My own unprofessional conclusion is that my mother’s scars somehow got embedded under my own skin, making me jumpy and untrusting as a result of the knowledge of how much damage can be done; I grew up with a front-row seat to that damage and its resulting long-tailed sorrows. She did have to endure those things, throughout her entire childhood, and if that doesn’t really, really mess someone up, I don’t know what will. I also know that if she were alive today, she’d let out the most painful and heartfelt howl if she thought that her own experiences had damaged me in some way. So much of her intentional parenting, after all, was focused on keeping us safe from the monsters she knew for a fact could lurk in any human heart.
She was always in pain, but she was always so kind. How did this happen? Her parents were monsters, but she must have had angels somewhere that managed to get to her beautiful heart first (I feel pretty sure my namesake, her grandmother Sarah, was a primary one).
Because of the abuse, she mostly kept us away from her family. My sister and I don’t know many on that side very well. Heroes and villains of the past have been lost to memory. We’ll all be forgotten eventually, but damn if those shreds of what was don’t get passed down. “Look, you just made apes with anxiety!” an exasperated angel complains to God in a cartoon.

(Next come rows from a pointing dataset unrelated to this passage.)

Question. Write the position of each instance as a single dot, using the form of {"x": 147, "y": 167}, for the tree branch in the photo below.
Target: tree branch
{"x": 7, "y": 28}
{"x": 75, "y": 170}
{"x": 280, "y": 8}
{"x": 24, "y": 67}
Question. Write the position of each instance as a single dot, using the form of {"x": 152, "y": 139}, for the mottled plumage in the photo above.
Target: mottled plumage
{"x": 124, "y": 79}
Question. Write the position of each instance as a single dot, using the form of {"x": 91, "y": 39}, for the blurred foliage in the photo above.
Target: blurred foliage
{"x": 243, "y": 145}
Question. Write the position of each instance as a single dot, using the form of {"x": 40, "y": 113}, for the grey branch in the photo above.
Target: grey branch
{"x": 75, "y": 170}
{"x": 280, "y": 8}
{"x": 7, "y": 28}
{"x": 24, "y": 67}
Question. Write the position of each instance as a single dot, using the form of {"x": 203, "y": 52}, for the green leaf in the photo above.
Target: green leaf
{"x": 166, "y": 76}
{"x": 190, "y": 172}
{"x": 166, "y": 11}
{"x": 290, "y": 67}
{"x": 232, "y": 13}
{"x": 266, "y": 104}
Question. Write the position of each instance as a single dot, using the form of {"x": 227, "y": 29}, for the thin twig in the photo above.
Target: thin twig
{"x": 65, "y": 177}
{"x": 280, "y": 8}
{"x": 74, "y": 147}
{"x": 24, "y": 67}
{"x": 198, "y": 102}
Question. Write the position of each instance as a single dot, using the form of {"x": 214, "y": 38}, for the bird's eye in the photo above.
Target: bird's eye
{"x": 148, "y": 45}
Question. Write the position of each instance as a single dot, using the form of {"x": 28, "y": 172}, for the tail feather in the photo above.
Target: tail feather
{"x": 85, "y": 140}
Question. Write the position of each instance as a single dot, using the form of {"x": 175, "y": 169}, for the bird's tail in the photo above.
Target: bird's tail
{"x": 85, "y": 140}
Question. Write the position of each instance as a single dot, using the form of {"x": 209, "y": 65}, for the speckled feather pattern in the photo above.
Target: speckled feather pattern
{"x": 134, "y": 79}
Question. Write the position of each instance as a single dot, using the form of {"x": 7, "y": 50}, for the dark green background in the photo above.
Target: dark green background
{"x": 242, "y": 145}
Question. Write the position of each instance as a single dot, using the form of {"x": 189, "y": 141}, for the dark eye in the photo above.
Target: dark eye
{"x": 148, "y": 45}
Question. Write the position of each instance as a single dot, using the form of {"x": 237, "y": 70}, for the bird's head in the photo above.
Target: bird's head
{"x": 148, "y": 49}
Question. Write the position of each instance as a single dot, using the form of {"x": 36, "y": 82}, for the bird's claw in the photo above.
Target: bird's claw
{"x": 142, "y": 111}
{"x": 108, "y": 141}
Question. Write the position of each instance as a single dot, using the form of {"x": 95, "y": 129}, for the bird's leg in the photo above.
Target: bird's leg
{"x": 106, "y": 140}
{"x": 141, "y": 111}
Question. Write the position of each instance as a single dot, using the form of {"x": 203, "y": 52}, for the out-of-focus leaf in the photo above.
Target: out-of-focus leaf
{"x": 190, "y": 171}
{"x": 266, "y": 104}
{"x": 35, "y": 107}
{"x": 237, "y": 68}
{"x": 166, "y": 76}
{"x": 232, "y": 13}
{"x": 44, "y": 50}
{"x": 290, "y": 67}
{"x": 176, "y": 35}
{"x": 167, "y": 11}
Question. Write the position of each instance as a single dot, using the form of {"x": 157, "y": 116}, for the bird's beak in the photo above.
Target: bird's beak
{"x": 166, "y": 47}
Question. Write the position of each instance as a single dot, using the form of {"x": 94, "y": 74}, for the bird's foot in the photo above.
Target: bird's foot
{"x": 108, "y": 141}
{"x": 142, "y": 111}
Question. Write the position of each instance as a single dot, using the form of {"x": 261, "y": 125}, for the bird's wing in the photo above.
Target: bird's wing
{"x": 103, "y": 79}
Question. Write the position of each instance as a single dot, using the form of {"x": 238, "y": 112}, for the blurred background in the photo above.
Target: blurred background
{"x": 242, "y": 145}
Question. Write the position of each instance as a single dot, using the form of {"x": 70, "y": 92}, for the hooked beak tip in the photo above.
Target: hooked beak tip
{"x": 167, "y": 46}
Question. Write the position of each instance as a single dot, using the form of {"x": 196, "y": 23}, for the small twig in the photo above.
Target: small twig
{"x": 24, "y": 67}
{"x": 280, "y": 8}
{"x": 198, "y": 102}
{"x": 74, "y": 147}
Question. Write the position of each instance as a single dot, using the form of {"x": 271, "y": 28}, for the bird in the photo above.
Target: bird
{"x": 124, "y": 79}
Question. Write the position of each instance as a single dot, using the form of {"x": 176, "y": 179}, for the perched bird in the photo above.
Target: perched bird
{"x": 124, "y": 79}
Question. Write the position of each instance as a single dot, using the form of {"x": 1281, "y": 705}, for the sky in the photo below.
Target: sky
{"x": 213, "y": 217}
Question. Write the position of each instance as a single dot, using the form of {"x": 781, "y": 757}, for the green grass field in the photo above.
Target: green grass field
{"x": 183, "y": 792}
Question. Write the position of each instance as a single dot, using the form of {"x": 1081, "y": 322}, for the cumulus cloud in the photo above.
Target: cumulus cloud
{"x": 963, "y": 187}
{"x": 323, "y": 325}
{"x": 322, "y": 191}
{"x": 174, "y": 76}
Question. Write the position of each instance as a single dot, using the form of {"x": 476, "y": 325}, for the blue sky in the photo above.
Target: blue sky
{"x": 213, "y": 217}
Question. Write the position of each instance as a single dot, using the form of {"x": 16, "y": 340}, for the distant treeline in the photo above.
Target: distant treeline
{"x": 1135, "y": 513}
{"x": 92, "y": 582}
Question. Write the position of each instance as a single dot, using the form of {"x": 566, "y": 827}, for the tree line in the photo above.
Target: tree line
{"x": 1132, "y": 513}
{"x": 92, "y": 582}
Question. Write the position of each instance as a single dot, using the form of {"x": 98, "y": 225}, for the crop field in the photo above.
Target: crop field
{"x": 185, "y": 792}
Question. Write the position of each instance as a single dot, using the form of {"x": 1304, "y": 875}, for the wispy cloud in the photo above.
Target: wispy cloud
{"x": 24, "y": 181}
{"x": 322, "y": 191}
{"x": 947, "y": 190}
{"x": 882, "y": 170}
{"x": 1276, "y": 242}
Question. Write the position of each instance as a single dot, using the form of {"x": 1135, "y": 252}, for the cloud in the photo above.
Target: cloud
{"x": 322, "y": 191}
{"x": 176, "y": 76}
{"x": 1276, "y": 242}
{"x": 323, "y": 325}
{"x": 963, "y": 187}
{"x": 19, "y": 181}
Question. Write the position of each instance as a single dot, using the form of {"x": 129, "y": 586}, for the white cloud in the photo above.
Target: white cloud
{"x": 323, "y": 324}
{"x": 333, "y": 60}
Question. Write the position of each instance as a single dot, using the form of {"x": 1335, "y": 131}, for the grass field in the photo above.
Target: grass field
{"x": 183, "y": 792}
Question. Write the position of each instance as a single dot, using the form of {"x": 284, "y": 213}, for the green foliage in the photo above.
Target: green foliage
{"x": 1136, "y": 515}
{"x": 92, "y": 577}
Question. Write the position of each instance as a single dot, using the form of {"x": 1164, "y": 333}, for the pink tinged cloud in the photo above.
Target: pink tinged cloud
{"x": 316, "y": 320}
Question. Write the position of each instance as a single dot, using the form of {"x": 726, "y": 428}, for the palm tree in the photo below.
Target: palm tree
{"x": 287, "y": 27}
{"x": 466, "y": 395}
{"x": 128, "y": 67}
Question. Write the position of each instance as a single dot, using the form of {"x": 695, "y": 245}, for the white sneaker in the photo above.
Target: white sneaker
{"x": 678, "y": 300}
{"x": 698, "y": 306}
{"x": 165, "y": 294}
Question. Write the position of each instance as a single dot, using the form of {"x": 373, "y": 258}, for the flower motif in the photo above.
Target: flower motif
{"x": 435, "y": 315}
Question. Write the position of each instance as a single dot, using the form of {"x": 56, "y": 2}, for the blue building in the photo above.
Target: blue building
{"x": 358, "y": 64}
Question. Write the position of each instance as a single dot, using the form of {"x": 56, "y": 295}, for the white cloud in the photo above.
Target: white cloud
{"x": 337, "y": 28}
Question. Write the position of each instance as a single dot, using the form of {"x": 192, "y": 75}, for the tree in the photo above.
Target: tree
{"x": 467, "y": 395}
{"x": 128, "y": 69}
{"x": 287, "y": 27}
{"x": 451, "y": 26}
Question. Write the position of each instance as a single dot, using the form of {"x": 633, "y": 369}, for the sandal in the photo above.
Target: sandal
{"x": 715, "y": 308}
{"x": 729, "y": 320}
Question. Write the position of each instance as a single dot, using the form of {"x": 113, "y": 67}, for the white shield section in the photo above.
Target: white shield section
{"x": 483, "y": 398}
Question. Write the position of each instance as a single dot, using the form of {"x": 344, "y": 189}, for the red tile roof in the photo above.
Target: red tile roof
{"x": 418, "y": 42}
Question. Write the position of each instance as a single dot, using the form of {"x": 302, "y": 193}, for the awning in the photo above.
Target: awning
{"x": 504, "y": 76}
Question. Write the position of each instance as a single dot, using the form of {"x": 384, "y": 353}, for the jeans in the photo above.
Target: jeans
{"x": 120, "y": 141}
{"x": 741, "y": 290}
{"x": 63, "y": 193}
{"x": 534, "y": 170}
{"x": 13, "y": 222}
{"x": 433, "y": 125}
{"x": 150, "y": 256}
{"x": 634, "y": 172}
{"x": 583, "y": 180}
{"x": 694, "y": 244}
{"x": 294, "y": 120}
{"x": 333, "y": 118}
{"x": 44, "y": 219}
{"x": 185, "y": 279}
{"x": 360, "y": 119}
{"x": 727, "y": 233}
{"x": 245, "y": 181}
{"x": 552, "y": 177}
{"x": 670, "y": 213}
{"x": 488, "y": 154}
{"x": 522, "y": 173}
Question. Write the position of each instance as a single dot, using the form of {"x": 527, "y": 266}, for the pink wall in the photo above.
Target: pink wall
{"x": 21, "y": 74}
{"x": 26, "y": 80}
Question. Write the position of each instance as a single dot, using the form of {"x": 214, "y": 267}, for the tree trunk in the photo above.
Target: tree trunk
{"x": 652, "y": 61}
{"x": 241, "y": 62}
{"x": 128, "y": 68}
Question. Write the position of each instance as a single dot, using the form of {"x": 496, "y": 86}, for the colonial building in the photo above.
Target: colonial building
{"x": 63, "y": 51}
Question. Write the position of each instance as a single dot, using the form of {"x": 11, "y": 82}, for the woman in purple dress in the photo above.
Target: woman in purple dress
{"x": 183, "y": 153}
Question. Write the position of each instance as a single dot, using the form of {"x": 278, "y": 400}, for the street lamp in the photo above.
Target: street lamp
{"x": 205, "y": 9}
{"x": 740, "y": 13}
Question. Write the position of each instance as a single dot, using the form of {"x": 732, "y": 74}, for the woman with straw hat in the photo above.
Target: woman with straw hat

I like to think of myself as staying “above the fray,” a notion I recognize as a laughably unachievable solution. Taking a global view has its merits, but there’s a tendency — at least in me — for that global view to erase the importance of the individual. Yes, I’m special. But so is everyone else. So if everyone is special, how can anyone be special? And if none of us are, then we’d do good to stop engaging in so much naval gazing and embrace our dependence on one another and the joy that that can bring. I’m a sociologist, not a psychologist. I’m concerned with the big picture. So what right do I have to over-value myself, just one little tiny portrait?
But take the mirror down, and my delusion is exposed. Is my daughter special, and deserve every advantage that I can possibly give her? Oh, no need to even ask. My partner? Definitely. My sister? The list goes on, and recognizing these important people in my life and how much they matter makes my thesis crumble to the ground. I know my blind spot, I just can’t focus on it because it’s, you know, a blind spot.
My therapist has repeated to me often: “The message you give yourself is, ‘I’m not worthy;’ but why do you think that? You’re very worthy.”
Let’s just see what the psycho-traumatologist has to say about that.